The views of the Scalia who may become the next next cheif justice of the ussc.
Some U.S. court-watchers say Justice Antonin Scalia is on a "charm offensive" to become the next chief justice. Then he must have been taking the day off when he gave a speech last week and lashed out at the Supreme Court's recent ruling striking down the death penalty for juveniles, and at the idea of a "living Constitution." There is nothing charming about his view that judges have no business considering the constitutionality of aspects of the death penalty, or that the U.S. Constitution should be frozen in time..
In his speech last week at the Woodrow Wilson Center, Scalia attacked the idea of a Constitution that evolves with modern sensibilities, which the Supreme Court has long recognized in its jurisprudence, and of "evolving notions of decency," a standard the court uses to interpret the Eighth Amendment prohibition on "cruel and unusual punishments" in cases like those involving the death penalty..
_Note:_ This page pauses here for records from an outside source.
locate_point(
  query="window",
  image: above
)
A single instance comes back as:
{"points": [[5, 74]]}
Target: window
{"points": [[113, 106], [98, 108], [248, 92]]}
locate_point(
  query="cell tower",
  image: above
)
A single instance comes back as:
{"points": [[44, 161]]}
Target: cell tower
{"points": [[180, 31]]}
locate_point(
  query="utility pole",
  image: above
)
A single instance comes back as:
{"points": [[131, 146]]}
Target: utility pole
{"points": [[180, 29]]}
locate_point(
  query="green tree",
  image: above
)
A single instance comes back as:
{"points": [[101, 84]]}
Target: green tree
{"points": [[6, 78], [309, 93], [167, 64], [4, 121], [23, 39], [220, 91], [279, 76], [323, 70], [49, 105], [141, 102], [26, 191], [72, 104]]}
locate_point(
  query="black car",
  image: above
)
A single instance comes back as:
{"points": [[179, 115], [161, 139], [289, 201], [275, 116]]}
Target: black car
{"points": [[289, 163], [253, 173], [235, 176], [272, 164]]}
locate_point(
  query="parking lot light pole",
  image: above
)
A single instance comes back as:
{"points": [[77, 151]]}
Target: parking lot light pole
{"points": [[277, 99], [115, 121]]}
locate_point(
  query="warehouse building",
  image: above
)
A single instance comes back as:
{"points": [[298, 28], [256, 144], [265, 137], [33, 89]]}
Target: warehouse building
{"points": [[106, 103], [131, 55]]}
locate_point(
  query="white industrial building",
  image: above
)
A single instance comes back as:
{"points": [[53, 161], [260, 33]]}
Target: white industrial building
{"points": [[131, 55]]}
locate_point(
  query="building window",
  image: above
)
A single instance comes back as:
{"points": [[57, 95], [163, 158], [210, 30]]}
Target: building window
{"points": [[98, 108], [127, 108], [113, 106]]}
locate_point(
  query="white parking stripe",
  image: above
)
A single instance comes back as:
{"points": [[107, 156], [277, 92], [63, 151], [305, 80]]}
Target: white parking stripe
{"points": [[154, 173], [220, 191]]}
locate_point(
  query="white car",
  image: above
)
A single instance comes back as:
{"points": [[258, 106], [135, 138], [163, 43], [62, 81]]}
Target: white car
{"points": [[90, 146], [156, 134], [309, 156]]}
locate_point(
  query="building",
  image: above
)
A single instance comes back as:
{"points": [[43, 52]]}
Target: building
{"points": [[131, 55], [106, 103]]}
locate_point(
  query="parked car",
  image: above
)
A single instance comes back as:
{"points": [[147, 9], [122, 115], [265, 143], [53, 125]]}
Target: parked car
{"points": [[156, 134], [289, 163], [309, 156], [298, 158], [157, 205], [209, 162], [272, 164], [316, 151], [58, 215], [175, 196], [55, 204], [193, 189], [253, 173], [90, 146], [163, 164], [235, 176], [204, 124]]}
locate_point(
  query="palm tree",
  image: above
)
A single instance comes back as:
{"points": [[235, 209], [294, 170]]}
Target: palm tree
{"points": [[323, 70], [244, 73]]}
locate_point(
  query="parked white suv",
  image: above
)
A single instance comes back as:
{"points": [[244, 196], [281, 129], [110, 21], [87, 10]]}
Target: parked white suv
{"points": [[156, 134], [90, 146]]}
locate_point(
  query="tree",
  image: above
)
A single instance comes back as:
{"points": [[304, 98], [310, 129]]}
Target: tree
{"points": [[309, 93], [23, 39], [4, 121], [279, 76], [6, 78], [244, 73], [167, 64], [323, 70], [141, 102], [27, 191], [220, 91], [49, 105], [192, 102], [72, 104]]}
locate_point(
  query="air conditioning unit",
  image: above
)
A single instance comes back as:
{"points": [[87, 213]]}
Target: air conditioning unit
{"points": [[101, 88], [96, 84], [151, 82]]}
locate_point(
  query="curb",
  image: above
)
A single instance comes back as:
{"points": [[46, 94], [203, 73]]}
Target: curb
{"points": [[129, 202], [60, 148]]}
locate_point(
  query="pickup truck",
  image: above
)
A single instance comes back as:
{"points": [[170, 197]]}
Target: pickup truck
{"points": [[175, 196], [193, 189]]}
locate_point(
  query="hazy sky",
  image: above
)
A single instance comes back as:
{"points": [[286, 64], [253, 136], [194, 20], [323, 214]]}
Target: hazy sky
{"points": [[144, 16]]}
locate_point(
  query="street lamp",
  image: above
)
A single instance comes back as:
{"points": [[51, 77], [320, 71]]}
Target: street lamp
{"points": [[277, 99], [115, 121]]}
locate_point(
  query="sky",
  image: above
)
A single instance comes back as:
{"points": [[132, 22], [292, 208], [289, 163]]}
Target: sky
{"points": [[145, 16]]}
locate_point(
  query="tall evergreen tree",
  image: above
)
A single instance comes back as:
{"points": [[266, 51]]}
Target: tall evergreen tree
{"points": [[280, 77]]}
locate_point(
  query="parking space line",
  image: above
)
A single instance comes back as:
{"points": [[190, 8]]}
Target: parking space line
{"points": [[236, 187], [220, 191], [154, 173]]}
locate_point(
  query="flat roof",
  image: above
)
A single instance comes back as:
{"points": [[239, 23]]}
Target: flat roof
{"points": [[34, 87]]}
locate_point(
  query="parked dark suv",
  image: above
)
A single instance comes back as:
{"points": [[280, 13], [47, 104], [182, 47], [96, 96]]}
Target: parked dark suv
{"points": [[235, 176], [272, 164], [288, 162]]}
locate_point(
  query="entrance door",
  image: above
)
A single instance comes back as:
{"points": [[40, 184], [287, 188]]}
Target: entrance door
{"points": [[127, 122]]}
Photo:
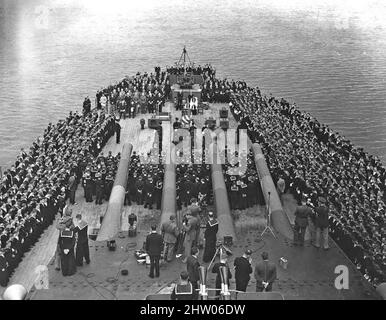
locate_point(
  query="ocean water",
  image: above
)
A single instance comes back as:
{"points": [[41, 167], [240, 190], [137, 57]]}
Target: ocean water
{"points": [[328, 58]]}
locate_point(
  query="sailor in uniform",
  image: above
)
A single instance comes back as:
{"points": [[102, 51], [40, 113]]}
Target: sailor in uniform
{"points": [[243, 269], [158, 193], [4, 277], [87, 185], [234, 194], [210, 237], [184, 289], [82, 249], [99, 187], [67, 255]]}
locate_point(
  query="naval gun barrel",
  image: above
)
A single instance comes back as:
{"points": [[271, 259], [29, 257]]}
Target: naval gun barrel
{"points": [[225, 222], [279, 218], [168, 204], [111, 224]]}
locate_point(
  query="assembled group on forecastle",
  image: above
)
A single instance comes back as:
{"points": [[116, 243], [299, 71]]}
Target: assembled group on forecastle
{"points": [[313, 162]]}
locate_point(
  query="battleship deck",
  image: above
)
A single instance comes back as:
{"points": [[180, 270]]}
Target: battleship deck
{"points": [[310, 273]]}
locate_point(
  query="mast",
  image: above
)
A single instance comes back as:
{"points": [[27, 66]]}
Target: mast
{"points": [[184, 57]]}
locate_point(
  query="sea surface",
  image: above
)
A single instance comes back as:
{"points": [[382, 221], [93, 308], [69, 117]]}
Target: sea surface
{"points": [[328, 57]]}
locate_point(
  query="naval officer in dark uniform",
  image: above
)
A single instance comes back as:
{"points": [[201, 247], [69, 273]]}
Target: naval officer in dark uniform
{"points": [[154, 244], [67, 255], [183, 290], [117, 131], [243, 269], [82, 250], [210, 237]]}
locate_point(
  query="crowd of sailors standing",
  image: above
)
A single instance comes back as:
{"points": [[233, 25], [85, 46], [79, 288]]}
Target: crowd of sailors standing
{"points": [[34, 190], [321, 169]]}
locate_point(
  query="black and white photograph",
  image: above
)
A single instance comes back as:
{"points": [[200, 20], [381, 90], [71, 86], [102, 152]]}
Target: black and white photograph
{"points": [[211, 151]]}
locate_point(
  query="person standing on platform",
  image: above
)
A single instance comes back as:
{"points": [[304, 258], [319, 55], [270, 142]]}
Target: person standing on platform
{"points": [[86, 105], [265, 274], [82, 249], [117, 131], [64, 222], [72, 185], [170, 233], [153, 246], [321, 224], [184, 289], [216, 269], [87, 186], [243, 269], [103, 102], [281, 186], [67, 254], [3, 269], [190, 227], [301, 222], [99, 187], [210, 238], [192, 267]]}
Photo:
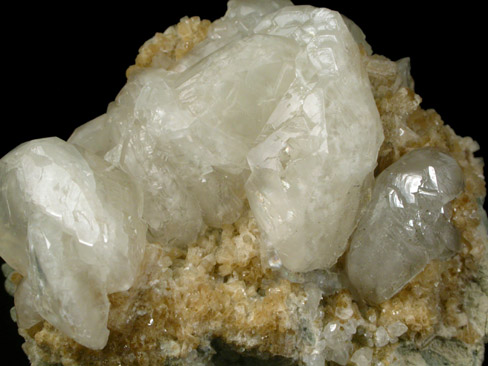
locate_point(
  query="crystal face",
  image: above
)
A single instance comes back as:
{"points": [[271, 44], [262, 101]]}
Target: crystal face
{"points": [[273, 109], [405, 225], [70, 225], [280, 101]]}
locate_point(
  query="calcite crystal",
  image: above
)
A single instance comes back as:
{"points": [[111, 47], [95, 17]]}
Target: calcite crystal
{"points": [[263, 188], [406, 224], [70, 224]]}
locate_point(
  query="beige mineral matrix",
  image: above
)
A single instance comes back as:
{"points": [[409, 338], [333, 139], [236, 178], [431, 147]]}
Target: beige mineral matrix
{"points": [[265, 189]]}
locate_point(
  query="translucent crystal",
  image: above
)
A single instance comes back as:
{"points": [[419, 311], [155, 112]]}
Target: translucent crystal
{"points": [[318, 147], [70, 224], [277, 97], [406, 224]]}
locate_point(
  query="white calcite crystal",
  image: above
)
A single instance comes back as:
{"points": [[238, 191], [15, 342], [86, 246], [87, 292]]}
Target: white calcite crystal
{"points": [[70, 224], [280, 101], [231, 194], [406, 224]]}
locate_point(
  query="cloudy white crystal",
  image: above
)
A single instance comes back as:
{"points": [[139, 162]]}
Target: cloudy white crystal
{"points": [[277, 97], [406, 224], [70, 224]]}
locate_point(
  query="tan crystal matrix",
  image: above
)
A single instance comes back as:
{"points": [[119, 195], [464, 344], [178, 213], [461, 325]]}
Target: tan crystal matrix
{"points": [[216, 296]]}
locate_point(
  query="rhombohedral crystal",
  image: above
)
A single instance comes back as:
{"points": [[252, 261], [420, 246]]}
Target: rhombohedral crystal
{"points": [[263, 187]]}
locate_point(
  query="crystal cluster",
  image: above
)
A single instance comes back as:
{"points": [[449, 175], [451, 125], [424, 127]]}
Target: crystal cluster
{"points": [[406, 224], [236, 182], [70, 223]]}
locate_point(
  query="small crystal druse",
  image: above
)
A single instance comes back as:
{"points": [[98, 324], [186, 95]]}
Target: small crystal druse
{"points": [[277, 189]]}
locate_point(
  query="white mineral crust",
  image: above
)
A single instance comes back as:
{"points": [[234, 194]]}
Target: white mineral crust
{"points": [[406, 224], [276, 96], [70, 224]]}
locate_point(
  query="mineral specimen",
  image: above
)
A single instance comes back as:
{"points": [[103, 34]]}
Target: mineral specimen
{"points": [[70, 224], [262, 187], [405, 225]]}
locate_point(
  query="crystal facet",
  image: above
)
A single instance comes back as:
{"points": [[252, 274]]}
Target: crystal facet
{"points": [[70, 224], [406, 224], [280, 100]]}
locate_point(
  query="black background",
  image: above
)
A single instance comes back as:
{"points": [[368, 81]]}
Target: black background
{"points": [[62, 65]]}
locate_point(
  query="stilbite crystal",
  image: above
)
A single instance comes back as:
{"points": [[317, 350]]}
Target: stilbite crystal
{"points": [[406, 224], [69, 223]]}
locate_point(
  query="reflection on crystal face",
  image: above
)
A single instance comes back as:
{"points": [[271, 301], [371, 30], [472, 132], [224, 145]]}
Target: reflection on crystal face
{"points": [[70, 224], [405, 225]]}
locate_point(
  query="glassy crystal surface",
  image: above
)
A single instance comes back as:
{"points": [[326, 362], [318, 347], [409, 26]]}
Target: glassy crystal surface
{"points": [[277, 97], [70, 224], [406, 224]]}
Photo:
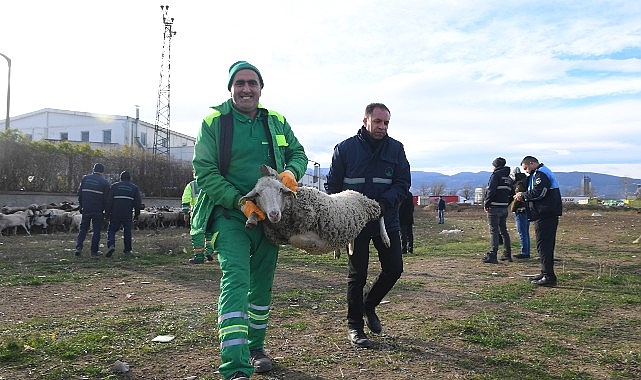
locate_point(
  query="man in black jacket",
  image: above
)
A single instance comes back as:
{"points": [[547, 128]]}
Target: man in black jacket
{"points": [[375, 165], [500, 190], [543, 202], [124, 198]]}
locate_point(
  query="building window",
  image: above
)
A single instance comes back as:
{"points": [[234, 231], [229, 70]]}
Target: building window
{"points": [[106, 136]]}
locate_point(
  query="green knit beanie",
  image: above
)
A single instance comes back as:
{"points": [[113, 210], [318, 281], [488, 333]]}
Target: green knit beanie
{"points": [[242, 65]]}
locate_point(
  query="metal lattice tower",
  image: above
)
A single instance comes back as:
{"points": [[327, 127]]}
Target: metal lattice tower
{"points": [[161, 132]]}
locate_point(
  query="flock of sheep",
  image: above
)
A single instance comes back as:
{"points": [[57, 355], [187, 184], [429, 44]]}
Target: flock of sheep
{"points": [[310, 219], [66, 217]]}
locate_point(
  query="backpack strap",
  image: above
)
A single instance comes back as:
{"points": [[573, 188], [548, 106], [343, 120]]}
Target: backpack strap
{"points": [[224, 148], [269, 140]]}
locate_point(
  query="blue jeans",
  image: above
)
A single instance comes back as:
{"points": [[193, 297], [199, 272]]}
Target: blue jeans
{"points": [[95, 219], [114, 226], [391, 264], [523, 228], [497, 219]]}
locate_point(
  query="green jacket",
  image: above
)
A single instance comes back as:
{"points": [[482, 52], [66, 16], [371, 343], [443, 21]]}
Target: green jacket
{"points": [[190, 194], [243, 172]]}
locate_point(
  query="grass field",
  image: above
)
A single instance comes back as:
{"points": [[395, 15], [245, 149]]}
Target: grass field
{"points": [[449, 316]]}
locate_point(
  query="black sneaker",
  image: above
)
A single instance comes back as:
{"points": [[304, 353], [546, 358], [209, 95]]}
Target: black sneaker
{"points": [[537, 277], [357, 338], [490, 258], [197, 260], [238, 376], [260, 361], [546, 280], [373, 322]]}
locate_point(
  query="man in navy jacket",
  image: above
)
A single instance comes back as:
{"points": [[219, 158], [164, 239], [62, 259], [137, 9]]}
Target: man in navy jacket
{"points": [[544, 206], [92, 198], [375, 165], [124, 198]]}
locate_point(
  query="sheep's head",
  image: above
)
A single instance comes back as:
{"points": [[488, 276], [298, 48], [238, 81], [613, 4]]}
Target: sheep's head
{"points": [[270, 195]]}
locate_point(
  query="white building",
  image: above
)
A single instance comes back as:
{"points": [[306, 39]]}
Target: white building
{"points": [[99, 131]]}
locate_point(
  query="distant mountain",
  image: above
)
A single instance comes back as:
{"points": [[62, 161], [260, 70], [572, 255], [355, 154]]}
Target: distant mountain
{"points": [[603, 185]]}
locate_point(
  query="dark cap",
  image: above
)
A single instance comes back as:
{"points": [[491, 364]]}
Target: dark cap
{"points": [[242, 65], [499, 162]]}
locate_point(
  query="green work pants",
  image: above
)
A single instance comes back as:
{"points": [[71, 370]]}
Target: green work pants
{"points": [[201, 241], [247, 261]]}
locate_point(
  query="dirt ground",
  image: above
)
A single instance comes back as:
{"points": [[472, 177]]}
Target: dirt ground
{"points": [[307, 334]]}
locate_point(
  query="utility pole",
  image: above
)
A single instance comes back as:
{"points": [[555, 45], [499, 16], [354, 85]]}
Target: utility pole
{"points": [[161, 132], [6, 121], [162, 143]]}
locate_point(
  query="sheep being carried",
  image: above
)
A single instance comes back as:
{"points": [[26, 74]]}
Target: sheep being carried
{"points": [[310, 219]]}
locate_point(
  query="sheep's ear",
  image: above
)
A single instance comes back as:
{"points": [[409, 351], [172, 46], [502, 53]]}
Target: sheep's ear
{"points": [[267, 171], [251, 195]]}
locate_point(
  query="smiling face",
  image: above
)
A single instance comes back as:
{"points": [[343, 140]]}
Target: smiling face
{"points": [[245, 92], [377, 123]]}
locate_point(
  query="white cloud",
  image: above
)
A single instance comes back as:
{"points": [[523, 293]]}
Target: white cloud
{"points": [[464, 83]]}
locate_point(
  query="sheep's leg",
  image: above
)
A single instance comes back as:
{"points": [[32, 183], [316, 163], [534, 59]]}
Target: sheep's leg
{"points": [[252, 221], [384, 235]]}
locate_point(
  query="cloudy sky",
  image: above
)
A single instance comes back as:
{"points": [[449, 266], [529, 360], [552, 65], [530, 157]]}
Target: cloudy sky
{"points": [[466, 81]]}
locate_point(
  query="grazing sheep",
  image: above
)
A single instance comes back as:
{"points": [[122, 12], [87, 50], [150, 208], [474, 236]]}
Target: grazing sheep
{"points": [[15, 220], [310, 219]]}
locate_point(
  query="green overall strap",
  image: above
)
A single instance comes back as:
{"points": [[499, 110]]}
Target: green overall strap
{"points": [[268, 135], [226, 135]]}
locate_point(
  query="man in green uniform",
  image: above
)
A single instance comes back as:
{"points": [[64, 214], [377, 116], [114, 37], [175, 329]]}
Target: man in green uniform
{"points": [[227, 167], [200, 239]]}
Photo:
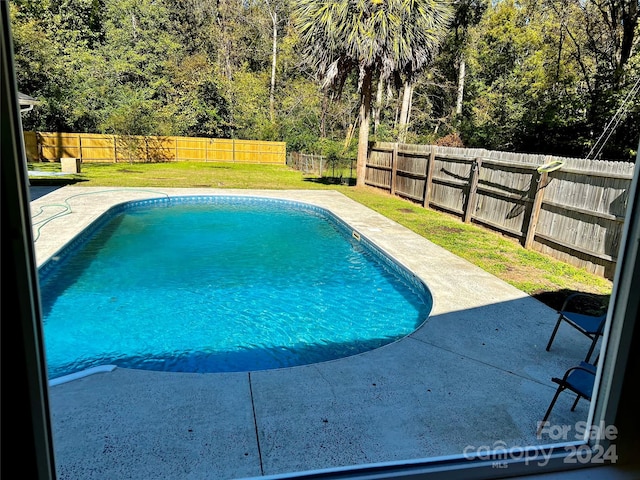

The implications of Scalia's remarks are sweeping. Many of the most central principles of American constitutional law - from the right to a court-appointed lawyer to the right to buy contraception - have emerged from the court's evolving sense of the meaning of constitutional clauses. Scalia seems to be suggesting that these rights should exist only at the whim of legislatures..
Scalia may believe that by repeating his radical views enough times, Americans will get used to them. But his approach would mean throwing out much of existing U.S. constitutional law, and depriving Americans of basic rights. Scalia's campaign to be the next chief justice, if it is that, is a timely reminder of why he would be a disastrous choice for the job.
Who appointed Scalia in the first place?